‘Do you want him to throw up his appointment?’ I cried, ‘his means of life.’
She looked at me with her face set. I might have noticed, had I chosen, that all the flowers in her cap were shaking and quivering in the shadow cast upon the further wall by the sunshine, but did not care to remark, being angry, this sign of emotion. ‘If he is so fond of Ellen, he will not mind giving up a chance,’ she said; ‘if some one must give in, why should it be Harwood and me?’
After this I left Pleasant Place hurriedly, with a great deal of indignation in my mind. Even then I was not quite sure of my right to be indignant; but I was so. ‘If some one must give in, why should it be Harwood and me?’ I said to myself that John had known what he would encounter, that he had been right in distrusting himself; but he had not been right in trusting me. I had made no stand against the other side. When you come to haggle about it, and to be uncertain which should give in, how painful the complications of life become! To be perfect, renunciation must be without a word; it must be done as if it were the most natural thing in the world. The moment it is discussed and shifted from one to another, it becomes vulgar, like most things in this universe. This was what I said to myself as I came out into the fresh air and sunshine, out of the little stuffy house. I began to hate it with its dingy carpets and curtains, its horsehair chairs, that shabby, shabby little parlour—how could anybody think of it as home? I can understand a bright little kitchen, with white hearth and floor, with the firelight shining in all the pans and dishes. But this dusty place with its antimacassars! These thoughts were in my mind when, turning the corner, I met Ellen full in the face, and felt like a traitor, as if I had been speaking ill of her. She looked at me, too, with some surprise. To see me there, coming out of Pleasant Place, startled her. She did not ask me, Where have you been? but her eyes did, with a bewildered gleam.
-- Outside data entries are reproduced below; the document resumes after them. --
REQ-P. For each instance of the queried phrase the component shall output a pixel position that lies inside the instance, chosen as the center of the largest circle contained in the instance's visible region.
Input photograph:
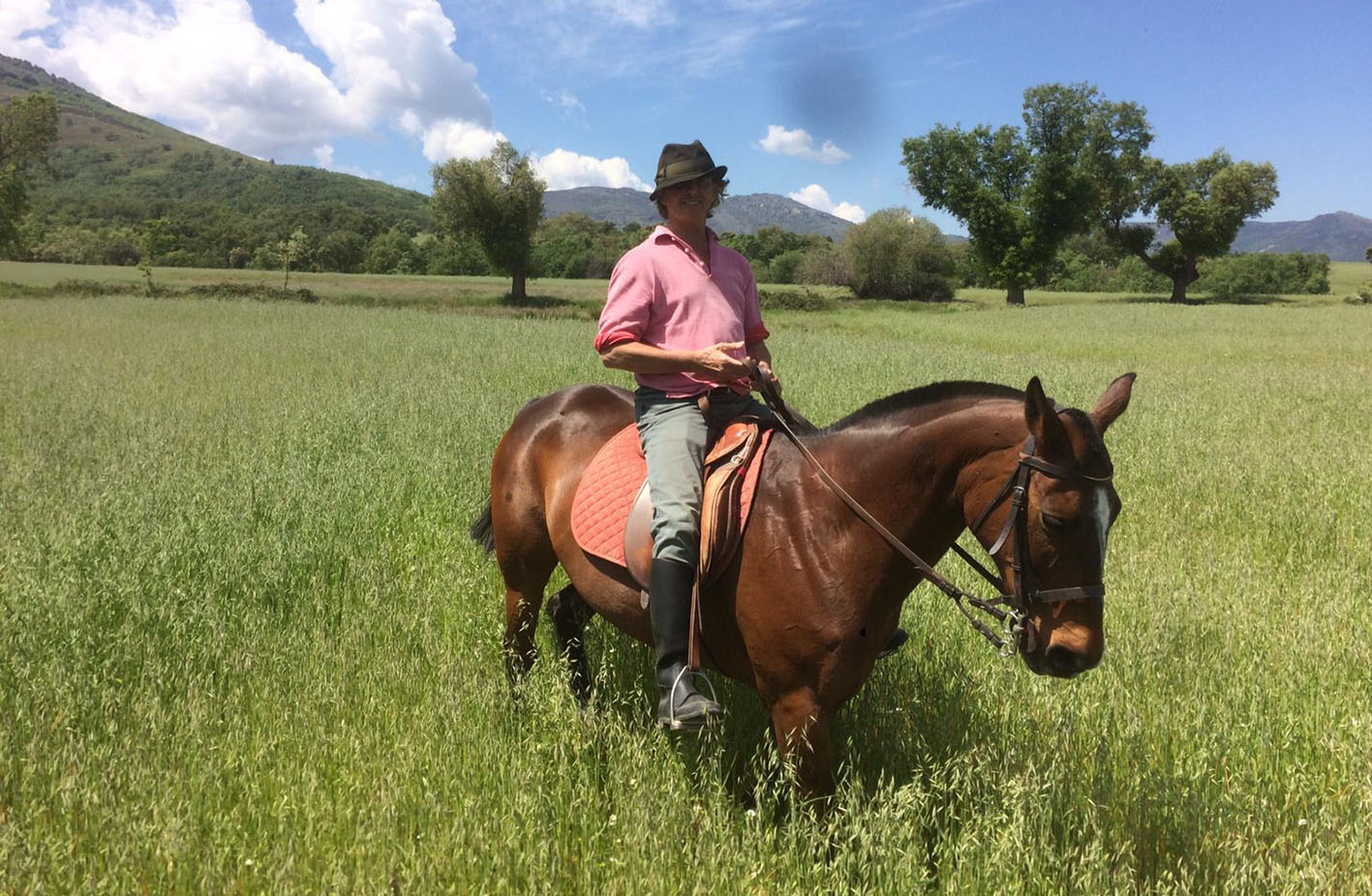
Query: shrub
(1265, 273)
(894, 256)
(823, 265)
(795, 300)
‘Yes; I have been to see your mother,’ I said; ‘you are quite right, Ellen. And why? Because I am so much interested; and I wanted to see what mind she was in about your marriage.’
‘My—marriage! there never was any question of that,’ she said quickly, with a sudden flush.
‘You are just as bad as the others,’ said I, moved by this new contradiction. ‘What! after taking that poor young man’s devotion for so long, you will let him go away—go alone, break off everything.’
Ellen had grown pale as suddenly as she had blushed. ‘Is that necessary?’ she said, alarmed. ‘Break off everything? I never thought of that. But, indeed, I think you are making a mistake. If he goes, we shall have to part, but only—only for a time.’
‘How can you tell,’ I cried, being highly excited, ‘how long he may be there? He may linger out his life there, always thinking about you, and longing for you—unless he gets weary and disgusted, and asks himself what is the use, at the last. Such things have been; and you on your side will linger here, running out and in to your lessons with no longer any heart for them; unable to keep yourself from thinking that everybody is cruel, that life itself is cruel—all because you have not the courage, the spirit——’
She put her hand on mine and squeezed it suddenly, so that she hurt me. ‘Don’t!’ she cried; ‘you don’t know; there is nothing, not a word to be said. It is you who are cruel—you who are so kind; so much as to speak of it, when it cannot be! It cannot be—that is the whole matter. It is out of the question. Supposing even that I get to think life cruel, and supposing he should get weary and disgusted. Oh! it was you that said it, you that are so kind. Supposing all that, yet it is impossible; it cannot be; there is nothing more to be said.’